Suffocation in the Deep

The mechanism behind a jubilee is elegant and merciless. Mobile Bay is shallow -- averaging about ten feet deep -- and receives enormous volumes of fresh water from the Mobile River system. During calm summer conditions, a layer of heavier, saltier Gulf water settles beneath the lighter fresh water and stagnates. Organic material washed in from upstream marshes and swamps accumulates on the bay floor, feeding a population explosion of microorganisms that consume tremendous quantities of dissolved oxygen. When an easterly wind pushes this oxygen-depleted bottom water toward the eastern shore, bottom-dwelling creatures are driven before it like refugees. Fish that swim higher in the water column can escape over the advancing dead zone, but crabs, flounder, and eels cannot. They pile up against the shoreline, trapped between poisoned water and dry land.

Reading the Signs

Jubilees follow a pattern that local fishermen have recognized for generations. In 1960, a fishing captain named Frank Phillips reported that he had observed jubilees for the previous 60 years and that neither their frequency nor intensity had changed.

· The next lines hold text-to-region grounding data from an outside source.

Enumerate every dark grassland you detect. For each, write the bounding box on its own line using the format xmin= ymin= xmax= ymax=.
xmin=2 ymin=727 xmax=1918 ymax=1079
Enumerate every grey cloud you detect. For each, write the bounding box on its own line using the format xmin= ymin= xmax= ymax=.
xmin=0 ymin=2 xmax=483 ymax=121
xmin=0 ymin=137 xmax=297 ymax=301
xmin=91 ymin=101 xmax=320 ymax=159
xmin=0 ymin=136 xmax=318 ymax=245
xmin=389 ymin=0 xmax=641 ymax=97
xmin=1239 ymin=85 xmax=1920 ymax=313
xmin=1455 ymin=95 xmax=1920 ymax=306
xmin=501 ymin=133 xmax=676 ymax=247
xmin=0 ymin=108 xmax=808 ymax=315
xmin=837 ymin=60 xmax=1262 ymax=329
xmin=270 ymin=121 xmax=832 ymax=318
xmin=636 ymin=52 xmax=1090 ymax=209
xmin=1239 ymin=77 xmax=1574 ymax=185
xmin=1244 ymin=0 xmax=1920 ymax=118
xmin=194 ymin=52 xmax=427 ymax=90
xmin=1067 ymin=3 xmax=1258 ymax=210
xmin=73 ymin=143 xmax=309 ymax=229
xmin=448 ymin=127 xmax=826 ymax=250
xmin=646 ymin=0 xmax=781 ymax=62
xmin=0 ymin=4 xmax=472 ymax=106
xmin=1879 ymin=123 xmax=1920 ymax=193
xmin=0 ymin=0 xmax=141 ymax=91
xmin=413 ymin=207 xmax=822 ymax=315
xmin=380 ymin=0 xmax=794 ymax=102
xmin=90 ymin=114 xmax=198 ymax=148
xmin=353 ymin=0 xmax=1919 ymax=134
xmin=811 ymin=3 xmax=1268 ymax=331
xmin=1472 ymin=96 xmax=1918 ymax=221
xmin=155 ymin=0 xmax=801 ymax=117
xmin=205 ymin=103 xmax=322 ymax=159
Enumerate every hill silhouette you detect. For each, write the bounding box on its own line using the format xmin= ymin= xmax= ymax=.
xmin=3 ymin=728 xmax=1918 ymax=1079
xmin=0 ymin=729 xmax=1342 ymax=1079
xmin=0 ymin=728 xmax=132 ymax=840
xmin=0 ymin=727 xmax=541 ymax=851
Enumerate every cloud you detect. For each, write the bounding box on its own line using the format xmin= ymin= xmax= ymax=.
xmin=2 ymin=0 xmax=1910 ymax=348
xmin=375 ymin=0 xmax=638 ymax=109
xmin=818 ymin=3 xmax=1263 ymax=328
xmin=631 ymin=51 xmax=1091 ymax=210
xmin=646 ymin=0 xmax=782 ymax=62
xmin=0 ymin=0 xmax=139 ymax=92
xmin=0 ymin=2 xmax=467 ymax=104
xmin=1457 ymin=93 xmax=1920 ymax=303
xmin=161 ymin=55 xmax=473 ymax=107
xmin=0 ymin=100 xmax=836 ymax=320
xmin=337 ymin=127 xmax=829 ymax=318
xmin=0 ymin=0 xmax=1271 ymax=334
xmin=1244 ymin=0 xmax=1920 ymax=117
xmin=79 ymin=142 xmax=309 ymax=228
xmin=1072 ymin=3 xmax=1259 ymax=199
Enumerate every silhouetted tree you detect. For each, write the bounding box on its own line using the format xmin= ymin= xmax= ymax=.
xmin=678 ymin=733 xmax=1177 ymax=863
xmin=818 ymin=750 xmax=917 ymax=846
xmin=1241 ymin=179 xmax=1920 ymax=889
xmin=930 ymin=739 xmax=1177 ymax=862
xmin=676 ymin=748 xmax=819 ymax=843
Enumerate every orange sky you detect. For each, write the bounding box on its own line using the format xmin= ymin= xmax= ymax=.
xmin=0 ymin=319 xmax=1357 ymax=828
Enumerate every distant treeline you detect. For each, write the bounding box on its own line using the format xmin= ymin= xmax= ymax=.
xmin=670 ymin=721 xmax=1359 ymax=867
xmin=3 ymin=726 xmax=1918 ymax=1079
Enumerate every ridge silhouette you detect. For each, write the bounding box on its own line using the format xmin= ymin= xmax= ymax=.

His father, he said, had seen them throughout his own lifetime, pushing the oral record back well into the 1860s. The conditions are specific: a warm summer night, an overcast or cloudy preceding day, a gentle easterly wind, a calm bay surface, and a rising tide. If the wind shifts or the tide turns, the jubilee ends abruptly. Most jubilees happen in the pre-dawn hours and occur at least once per year, sometimes several times. Years without a single jubilee are exceedingly rare.

Three A.M. Beach Party

The stretch of coast that serves as prime jubilee ground runs along the densely populated eastern shore of Mobile Bay, near the town of Fairhope. When someone spots the first signs -- crabs crawling onto the sand, flounder lying listless in the shallows -- the alarm spreads fast. People ring bells, shout to neighbors, and make phone calls up and down the shore. Because jubilees happen only on warm summer nights, the event takes on the character of a spontaneous community beach party. Flashlights and lanterns sweep across the water. Washtubs fill. Children wade in with buckets. The mood is celebratory and communal, a kind of harvest festival that no one can schedule. The word "jubilee" itself -- borrowed from the biblical tradition of abundance and release -- captures the spirit perfectly: the bay has given up its bounty, and the community gathers to receive it.

From the Air

Mobile Bay lies at approximately 30.57N, 87.93W, stretching roughly 31 miles from the Mobile River delta to the Gulf of Mexico. The bay is easily identifiable from altitude as a large, shallow body of water flanked by Mobile to the west and Fairhope/Daphne to the east. The eastern shore near Fairhope is where jubilees typically occur. Nearest airports are Mobile Regional Airport (KMOB) to the west and Jack Edwards National Airport (KJKA) in Gulf Shores to the south. At 3,000-5,000 feet AGL, the bay's shallow waters, river sediment plumes, and shoreline development are all clearly visible.